The future of F&B technology at events

Food and beverage sales at events are changing fast. What used to be cash and a register a few years ago is now digital payment, QR ordering, and real-time data. These are the trends setting the industry's direction.

From cash to digital payments

Digital payment has gone from differentiator to baseline expectation. Across the region, adoption of digital wallets and contactless payments keeps growing, and events follow the same curve: less cash in circulation means faster operations, fewer register errors, and full traceability of every sale.

Web apps instead of downloads

Native apps have a structural problem at events: nobody wants to download an app to buy a drink. PWAs (progressive web apps) remove that friction — attendees scan a QR code and buy instantly from the browser, with no downloads or lengthy sign-ups.

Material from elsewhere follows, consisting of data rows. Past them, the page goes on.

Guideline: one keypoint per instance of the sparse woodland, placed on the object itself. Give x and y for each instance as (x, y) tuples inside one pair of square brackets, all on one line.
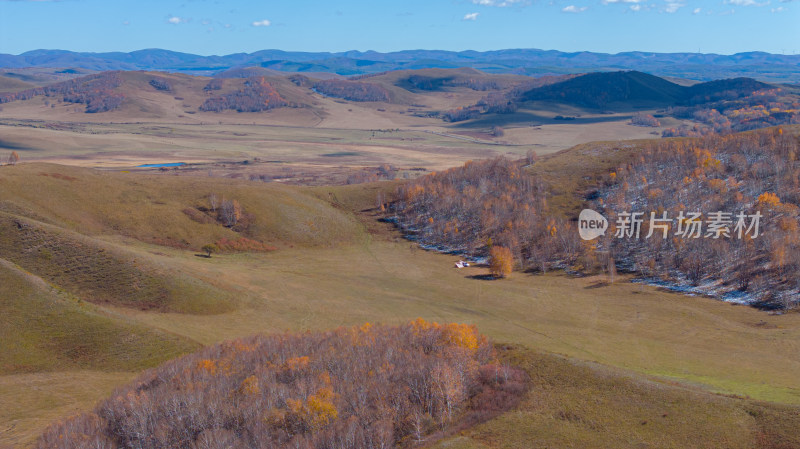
[(495, 203), (362, 387), (256, 95), (352, 90), (749, 172), (95, 91), (486, 203)]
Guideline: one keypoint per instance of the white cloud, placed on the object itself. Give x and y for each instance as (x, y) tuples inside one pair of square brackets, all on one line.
[(500, 3), (746, 3), (673, 7)]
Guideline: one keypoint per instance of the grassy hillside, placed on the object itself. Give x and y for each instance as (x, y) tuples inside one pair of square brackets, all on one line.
[(44, 329), (578, 405), (101, 273), (171, 211), (11, 84)]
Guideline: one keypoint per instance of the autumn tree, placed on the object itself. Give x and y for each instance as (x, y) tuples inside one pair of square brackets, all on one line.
[(230, 211), (209, 248), (360, 387), (501, 261)]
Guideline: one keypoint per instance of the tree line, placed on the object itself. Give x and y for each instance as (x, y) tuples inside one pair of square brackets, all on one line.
[(495, 203), (369, 386), (255, 96)]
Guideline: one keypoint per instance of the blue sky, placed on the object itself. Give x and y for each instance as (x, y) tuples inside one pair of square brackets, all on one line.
[(222, 27)]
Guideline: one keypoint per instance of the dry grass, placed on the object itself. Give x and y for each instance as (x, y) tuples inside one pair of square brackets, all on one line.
[(575, 405), (656, 337), (150, 208)]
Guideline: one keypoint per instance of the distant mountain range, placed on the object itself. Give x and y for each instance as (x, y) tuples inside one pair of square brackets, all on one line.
[(698, 66)]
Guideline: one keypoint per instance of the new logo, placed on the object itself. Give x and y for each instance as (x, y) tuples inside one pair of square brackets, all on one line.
[(591, 224)]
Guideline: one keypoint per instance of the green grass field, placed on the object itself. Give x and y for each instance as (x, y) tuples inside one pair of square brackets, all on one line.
[(632, 352)]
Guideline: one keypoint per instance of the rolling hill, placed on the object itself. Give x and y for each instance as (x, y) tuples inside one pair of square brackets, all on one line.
[(45, 329), (631, 88), (759, 65)]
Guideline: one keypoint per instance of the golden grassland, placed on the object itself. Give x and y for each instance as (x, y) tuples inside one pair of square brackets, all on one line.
[(650, 352)]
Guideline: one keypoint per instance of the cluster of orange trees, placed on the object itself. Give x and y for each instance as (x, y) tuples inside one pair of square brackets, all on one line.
[(754, 172), (368, 386), (352, 90), (486, 204), (489, 204), (256, 95), (95, 91)]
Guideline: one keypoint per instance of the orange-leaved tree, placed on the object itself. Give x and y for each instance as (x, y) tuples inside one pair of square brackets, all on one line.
[(501, 261)]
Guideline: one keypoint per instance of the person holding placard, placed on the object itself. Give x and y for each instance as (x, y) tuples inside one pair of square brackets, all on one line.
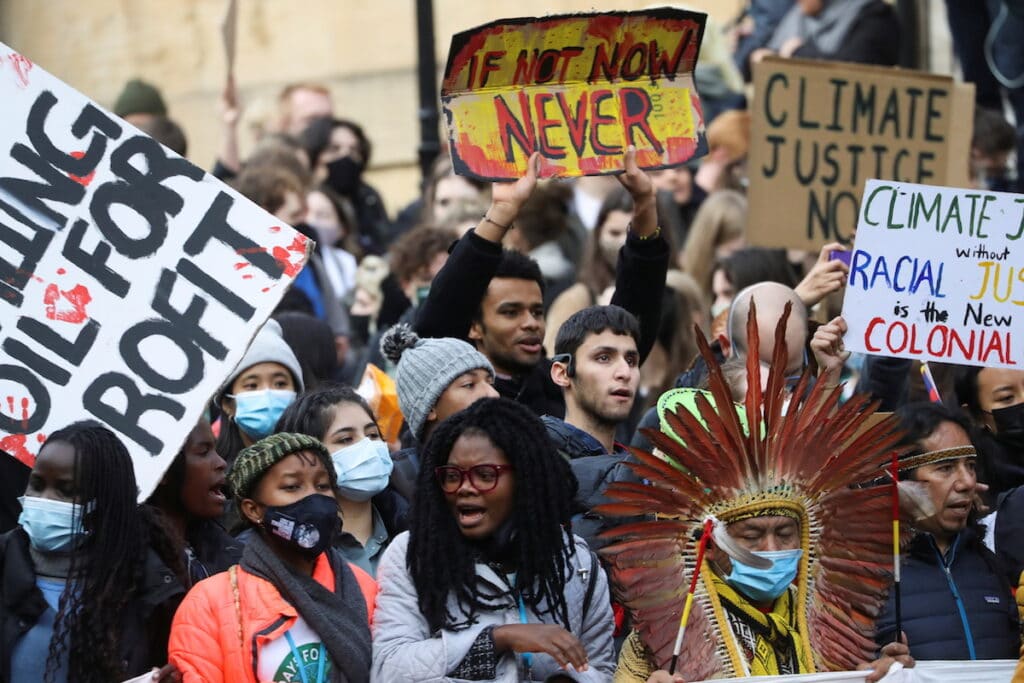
[(82, 597), (495, 299)]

For organizers, that translates into adoption rates far higher than any app that requires installation.

Consumption data as an asset

Every digital order generates information: what sells, at what time, in which section, and at what price. That history lets you plan upcoming events on real demand instead of intuition: how much stock to load, where to place points of sale, and which products to push.

Organizers who accumulate this data event after event make decisions their competitors are still guessing at.

Toward a frictionless operation

The direction is clear: fewer queues, less hardware, more integration. Pre-event ordering connected to ticketing, in-seat delivery, and inventory synced across points of sale all point the same way — buying inside an event should be as simple as buying from any online store.